Accretion Geometry of the New Galactic Black Hole Candidate AT2019wey in the Hard State
Pragati Sahu, Swadesh Chand, Gulab C. Dewangan, Andrzej A. Zdziarski, Vivek K. Agrawal, Parijat Thakur
TL;DR
This study investigates the accretion geometry of the Galactic black hole candidate AT2019wey during its 2022 hard-state outburst using quasi-simultaneous broadband data from NICER, Swift/XRT, and NuSTAR. The authors find that a single Comptonizing region cannot reproduce the observed spectrum and instead require two distinct Comptonizing components, each with associated reflection, plus thermal disk emission, consistently placing the inner disk at $R_{ m in} \sim 16-56\;r_{\rm g}$ and the source at $L \sim 1.9\%\,L_{\rm Edd}$. Timing analysis reveals strong broadband noise with hard lags at low frequencies and a frequency-dependent lag-energy spectrum that shows a log-linear trend above 1 keV and a low-energy turnover consistent with thermal reverberation, supporting a propagating-fluctuation picture and disk–corona coupling in the hard state. The results reinforce a dual-corona geometry in which the hard Comptonizing region dominates the flux and produces distant reflection, while a cooler, optically thick region contributes less to the overall emission.
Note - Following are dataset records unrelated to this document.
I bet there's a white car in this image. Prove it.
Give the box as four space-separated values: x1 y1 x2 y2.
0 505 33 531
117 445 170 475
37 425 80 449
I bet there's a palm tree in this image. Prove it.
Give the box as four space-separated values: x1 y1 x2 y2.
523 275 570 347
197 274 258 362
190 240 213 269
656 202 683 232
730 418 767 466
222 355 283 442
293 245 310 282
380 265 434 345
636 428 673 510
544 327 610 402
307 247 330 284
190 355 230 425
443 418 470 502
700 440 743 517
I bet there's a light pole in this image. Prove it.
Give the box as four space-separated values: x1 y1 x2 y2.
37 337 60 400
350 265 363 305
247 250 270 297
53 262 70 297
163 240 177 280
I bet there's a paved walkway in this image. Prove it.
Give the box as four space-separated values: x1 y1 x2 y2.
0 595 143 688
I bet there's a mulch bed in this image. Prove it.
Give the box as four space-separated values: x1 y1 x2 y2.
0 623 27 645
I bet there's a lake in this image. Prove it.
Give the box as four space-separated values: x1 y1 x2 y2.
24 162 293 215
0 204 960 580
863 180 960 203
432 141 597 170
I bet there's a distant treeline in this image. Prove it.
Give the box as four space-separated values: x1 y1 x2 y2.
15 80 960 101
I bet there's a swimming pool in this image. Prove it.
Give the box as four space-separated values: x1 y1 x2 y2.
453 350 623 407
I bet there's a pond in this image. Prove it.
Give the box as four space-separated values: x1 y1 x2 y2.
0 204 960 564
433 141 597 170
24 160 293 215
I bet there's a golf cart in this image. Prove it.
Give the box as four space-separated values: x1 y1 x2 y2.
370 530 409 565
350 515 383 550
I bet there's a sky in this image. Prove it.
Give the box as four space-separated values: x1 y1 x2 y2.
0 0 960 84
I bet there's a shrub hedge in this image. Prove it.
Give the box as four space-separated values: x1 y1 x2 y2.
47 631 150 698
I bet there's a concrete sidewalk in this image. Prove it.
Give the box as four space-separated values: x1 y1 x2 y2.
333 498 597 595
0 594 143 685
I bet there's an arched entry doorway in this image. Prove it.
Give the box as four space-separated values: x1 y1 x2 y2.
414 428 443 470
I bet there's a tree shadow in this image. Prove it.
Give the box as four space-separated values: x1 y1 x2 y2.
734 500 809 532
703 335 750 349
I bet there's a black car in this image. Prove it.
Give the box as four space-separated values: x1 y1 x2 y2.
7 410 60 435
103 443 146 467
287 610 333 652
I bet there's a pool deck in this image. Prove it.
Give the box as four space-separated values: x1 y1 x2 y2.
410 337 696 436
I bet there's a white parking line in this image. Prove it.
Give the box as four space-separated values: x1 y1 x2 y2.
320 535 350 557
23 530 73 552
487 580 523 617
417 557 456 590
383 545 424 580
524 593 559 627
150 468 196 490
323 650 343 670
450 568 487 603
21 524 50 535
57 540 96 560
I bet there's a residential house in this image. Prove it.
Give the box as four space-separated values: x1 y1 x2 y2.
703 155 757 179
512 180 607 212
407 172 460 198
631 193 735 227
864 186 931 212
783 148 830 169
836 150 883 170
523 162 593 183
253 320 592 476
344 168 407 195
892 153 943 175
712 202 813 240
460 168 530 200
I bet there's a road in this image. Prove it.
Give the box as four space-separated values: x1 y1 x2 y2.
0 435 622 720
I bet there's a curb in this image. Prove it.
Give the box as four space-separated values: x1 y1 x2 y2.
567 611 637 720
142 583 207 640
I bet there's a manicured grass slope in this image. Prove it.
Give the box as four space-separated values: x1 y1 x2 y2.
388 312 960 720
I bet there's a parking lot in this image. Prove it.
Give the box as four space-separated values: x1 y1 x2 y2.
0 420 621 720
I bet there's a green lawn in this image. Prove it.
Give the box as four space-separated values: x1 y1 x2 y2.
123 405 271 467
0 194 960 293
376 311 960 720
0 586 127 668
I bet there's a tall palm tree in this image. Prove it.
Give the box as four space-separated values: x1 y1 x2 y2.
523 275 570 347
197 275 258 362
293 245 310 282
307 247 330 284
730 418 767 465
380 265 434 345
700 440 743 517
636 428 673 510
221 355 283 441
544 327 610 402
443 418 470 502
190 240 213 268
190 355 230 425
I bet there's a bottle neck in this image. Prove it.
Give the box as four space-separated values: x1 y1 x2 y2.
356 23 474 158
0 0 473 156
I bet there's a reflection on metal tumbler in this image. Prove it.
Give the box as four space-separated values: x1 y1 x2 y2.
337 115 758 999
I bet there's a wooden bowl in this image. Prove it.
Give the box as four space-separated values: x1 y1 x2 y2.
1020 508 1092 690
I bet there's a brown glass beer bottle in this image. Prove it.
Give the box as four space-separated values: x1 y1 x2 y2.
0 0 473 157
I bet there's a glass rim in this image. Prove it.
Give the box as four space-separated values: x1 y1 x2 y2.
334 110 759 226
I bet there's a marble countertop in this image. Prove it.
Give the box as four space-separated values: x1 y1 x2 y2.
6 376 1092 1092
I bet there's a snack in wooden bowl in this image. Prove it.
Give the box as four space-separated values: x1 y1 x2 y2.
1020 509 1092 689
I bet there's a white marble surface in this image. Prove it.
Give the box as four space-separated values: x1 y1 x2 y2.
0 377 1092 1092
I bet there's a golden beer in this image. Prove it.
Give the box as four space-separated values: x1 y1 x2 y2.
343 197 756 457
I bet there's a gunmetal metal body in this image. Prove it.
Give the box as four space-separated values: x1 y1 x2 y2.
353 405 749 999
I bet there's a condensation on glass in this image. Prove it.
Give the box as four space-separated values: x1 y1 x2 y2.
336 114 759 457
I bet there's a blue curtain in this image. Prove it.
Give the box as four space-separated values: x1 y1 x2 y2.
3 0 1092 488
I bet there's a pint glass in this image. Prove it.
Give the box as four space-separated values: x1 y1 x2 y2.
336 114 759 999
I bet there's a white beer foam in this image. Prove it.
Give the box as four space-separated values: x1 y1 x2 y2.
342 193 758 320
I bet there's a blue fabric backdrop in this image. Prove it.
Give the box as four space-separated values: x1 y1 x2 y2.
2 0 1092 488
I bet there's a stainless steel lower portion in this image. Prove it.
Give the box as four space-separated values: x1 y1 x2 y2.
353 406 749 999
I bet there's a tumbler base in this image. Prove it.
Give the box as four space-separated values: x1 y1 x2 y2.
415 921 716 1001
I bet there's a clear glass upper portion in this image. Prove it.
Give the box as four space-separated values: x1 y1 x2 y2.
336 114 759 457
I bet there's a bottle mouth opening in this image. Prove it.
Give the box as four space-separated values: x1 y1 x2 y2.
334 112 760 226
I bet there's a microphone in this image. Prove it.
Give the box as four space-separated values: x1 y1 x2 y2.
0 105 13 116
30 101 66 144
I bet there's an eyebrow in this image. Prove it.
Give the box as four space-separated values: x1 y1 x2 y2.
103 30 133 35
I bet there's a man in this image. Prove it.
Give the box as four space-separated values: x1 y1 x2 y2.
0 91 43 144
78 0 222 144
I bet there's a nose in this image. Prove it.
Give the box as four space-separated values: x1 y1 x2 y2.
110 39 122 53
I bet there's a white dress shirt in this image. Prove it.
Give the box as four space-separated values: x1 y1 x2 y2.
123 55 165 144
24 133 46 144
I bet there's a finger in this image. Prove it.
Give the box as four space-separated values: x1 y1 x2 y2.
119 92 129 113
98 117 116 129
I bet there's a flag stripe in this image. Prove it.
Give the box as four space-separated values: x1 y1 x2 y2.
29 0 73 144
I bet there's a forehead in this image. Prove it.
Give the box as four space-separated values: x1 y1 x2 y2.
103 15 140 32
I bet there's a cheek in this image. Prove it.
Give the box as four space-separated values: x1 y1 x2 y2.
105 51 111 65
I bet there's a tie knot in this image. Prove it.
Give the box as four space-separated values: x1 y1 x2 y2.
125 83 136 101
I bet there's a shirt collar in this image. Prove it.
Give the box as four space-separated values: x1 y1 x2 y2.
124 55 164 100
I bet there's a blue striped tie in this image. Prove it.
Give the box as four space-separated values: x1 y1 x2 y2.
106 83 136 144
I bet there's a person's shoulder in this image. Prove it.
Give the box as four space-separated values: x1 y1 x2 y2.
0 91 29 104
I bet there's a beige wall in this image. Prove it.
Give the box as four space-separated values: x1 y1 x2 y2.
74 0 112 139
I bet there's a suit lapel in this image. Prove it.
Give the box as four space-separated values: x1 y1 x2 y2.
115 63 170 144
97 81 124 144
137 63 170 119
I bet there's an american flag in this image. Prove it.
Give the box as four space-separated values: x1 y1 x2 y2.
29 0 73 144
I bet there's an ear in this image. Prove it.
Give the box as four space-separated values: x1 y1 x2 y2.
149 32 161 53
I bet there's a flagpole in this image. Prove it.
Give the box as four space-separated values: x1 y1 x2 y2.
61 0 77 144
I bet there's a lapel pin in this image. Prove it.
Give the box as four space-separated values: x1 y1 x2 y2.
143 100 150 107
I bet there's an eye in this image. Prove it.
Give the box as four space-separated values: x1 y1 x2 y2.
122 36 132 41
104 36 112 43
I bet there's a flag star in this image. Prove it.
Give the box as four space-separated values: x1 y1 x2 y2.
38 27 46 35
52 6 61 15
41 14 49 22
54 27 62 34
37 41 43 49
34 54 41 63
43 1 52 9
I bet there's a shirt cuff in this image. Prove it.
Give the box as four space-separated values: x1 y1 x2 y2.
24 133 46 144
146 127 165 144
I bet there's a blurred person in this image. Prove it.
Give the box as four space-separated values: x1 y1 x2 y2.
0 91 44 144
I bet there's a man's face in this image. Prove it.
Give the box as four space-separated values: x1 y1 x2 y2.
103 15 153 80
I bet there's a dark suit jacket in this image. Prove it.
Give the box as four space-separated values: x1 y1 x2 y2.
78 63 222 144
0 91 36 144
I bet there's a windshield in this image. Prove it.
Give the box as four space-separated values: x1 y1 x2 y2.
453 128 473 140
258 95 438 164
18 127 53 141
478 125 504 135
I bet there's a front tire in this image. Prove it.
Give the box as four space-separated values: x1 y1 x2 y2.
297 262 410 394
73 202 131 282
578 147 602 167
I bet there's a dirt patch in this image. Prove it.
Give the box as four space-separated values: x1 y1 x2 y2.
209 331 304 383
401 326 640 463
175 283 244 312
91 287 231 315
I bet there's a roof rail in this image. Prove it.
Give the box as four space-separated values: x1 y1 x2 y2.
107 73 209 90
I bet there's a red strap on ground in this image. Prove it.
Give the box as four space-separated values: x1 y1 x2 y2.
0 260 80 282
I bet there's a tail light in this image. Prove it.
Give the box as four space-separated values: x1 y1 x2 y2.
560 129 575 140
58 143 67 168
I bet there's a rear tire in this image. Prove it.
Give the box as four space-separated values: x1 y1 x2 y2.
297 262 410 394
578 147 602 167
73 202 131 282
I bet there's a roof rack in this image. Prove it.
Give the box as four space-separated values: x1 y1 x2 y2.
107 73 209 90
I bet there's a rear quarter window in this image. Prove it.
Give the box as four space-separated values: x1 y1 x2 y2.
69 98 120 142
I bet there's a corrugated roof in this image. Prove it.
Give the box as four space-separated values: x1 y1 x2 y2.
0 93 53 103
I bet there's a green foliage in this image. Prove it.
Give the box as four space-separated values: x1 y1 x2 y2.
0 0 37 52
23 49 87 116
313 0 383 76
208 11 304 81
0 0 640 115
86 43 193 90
Together, these findings advance our understanding of disk truncation and corona-disk interactions in low-mass X-ray binaries at relatively low Eddington luminosities, with implications for the interpretation of hard-state variability and reverberation features in BHXRBs.
Abstract
We perform broadband spectral and timing studies of the Galactic low-mass black hole candidate AT2019wey using quasi-simultaneous NICER, Swift, and NuSTAR observations obtained in 2022. The long-term MAXI light curve, along with the hardness-intensity diagram (HID), indicates that the source remained in the hard state and did not switch to the soft state. Spectral modeling using two different model combinations reveals that the broadband spectrum is best described by two distinct Comptonizing regions, associated reflection components, and thermal emission from the disk. The harder Comptonizing region dominates ($\gtrsim80\%$) the total flux and is primarily responsible for the observed reflection features from the distant part of the disk. We find that the accretion disk is truncated at a radius of $\sim16-56~r_{\rm{g}}$, while the luminosity is $\sim1.9\%$ of the Eddington limit, assuming a black hole mass of $10 ~ M_\odot$ and distance of 8 kpc. Our spectral results also show consistency in the estimated inner disk radius obtained through two independent methods: modeling the disk continuum and the reflection spectrum. The variability studies imply the presence of intrinsic disk variability, likely originating from an instability in the disk. We also detect hard time lags at low frequencies, possibly arising from the inward propagation of mass accretion rate fluctuations from the outer to the inner regions of the accretion disk. Moreover, an observed deviation of the lag-energy spectrum from the log-linear trend at $\lesssim 0.7$ keV is most likely attributed to thermal reverberation, arising from the reprocessing of hard coronal photons in the accretion disk.